La police est censée essayer d’étouffer le groupe en gardant les vivres et le carburant hors de la principale zone de protestation, bien qu’elle prenne des mesures limitées sur le terrain. Une banque a gelé ses fonds et deux sites, GoFundMe et GiveSendGo, ont arrêté leur collecte de fonds.

Mais plusieurs manifestants ont dit au Observateur que les droits pour lesquels ils se battaient valaient n’importe quel coup financier. Rebecca, qui n’a pas voulu donner son nom de famille, vit à proximité des manifestations et les a rejointes régulièrement. Elle est en congé sans solde de son emploi au gouvernement depuis des mois, après le rejet d’une demande d’exemption de vaccin pour des motifs religieux. « Je suis un militant des droits de l’homme. Je ne pense pas que les vaccins devraient être obligatoires pour que les gens gardent leur emploi. Et c’est la principale raison pour laquelle je suis ici », a-t-elle déclaré.

Ce sentiment d’une mission héroïque, également alimenté pour certaines personnes par des conspirations telles que QAnon, peut rendre ces manifestations beaucoup plus difficiles à mettre fin que les manifestations au nom de revendications politiques spécifiques.

« [They think] « Nous sommes ici pour vous sauver, nous sommes ici pour réveiller les masses endormies à la vraie réalité de ce qui se passe. » Ils sont devenus des héros dans leur propre histoire », a déclaré Amarnath Amarasingam, professeur agrégé à l’Université Queen’s en Ontario, spécialisé dans les mouvements sociaux et l’extrémisme.

« Je ne pense pas que ce soit un défi pour des raisons de sécurité du point de vue du terrorisme … Mais je pense que cela a un impact sur la durée de cette décision, car ce n’est pas simplement quelque chose avec lequel vous pouvez négocier et dire: » OK, les mandats vont disparaître ‘ ou ‘ça va passer, tu peux rentrer chez toi maintenant.’ »

Des camions obstruent les rues du centre-ville alors que les camionneurs et les partisans continuent de protester contre les mandats de vaccination, à Ottawa.
Des camions bloquent les rues d’Ottawa ce week-end alors que les camionneurs continuent de protester contre les mandats de vaccination. Photographie : Blair Gable/Reuters

La nature des manifestations signifiait qu’elles représentaient un défi policier sans précédent pour les autorités, a déclaré Scot Wortley, professeur de criminologie à l’Université de Toronto. « Peut-être que la chose la plus proche que nous ayons eue serait le soulèvement du 6 janvier aux États-Unis. Alors dire, ‘Oh, [Ottawa’s police chief] aurait dû suivre une sorte de règlement ou une sorte de plan stratégique », je pense que c’est irréaliste », a-t-il déclaré.

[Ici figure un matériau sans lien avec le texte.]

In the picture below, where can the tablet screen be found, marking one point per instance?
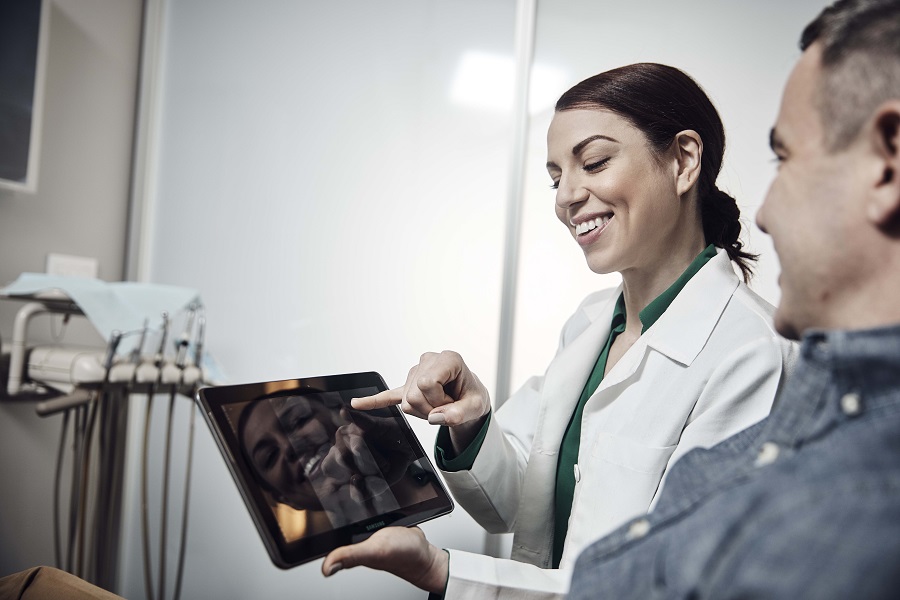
(316, 473)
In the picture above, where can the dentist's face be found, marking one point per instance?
(613, 193)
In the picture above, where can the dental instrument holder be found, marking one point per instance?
(84, 381)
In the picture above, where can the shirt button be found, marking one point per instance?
(768, 454)
(638, 529)
(850, 404)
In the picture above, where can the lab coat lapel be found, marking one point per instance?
(682, 331)
(566, 377)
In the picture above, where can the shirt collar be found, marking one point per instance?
(653, 311)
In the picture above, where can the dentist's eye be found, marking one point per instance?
(595, 166)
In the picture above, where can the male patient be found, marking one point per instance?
(805, 504)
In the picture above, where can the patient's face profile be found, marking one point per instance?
(285, 440)
(307, 453)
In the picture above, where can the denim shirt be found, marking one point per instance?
(804, 504)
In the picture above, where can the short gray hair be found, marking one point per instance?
(860, 42)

Cette insurrection à Washington DC a rappelé comment les théories du complot sur Internet, exploitées pour une cause politique, peuvent faire irruption dans la réalité politique dominante et la modifier de façon permanente.

Là, comme dans le mouvement de protestation canadien, la foule comprenait des partisans de la théorie du complot extrémiste QAnon.

Dans les premiers jours de la manifestation à Ottawa, la «reine du Canada» autoproclamée de QAnon, Romana Didulo, a brûlé un drapeau canadien devant le parlement. Elle a précédemment appelé à l’extermination des parents qui font vacciner leurs enfants.

Les manifestations canadiennes ont donné une plate-forme inquiétante à une gamme d’autres opinions marginales sombres, amplifiées par de véritables préoccupations. « Protestant nominalement contre les mandats de vaccination, le convoi de la liberté représentait un mélange de problèmes réels, imaginaires et exagérés liés par un sens commun d’aliénation et de grief », a écrit Daniel Panneton, un chercheur sur la haine en ligne, dans un éditorial pour le Globe et Courrier.

« [It] comprenait un éventail hétéroclite de séparatistes occidentaux, d’anti-vaxxers, de théoriciens du complot, d’antisémites, d’islamophobes et d’autres extrémistes. Ce n’était pas une surprise pour quiconque y avait prêté attention : plusieurs des organisateurs du convoi ont une histoire d’activisme nationaliste blanc et raciste.

Parmi les organisateurs de convois nommés dans un recours collectif intenté par des résidents d’Ottawa qui affirment que leur vie a été déraisonnablement perturbée, mentionnons Tamara Lich, qui jusqu’à récemment jouait un rôle dans un parti séparatiste; Pat King, un théoricien du complot qui a partagé des tropes racistes, et Benjamin Dichter, un producteur de podcast qui a été poursuivi pour avoir prétendument diffusé des calomnies islamophobes.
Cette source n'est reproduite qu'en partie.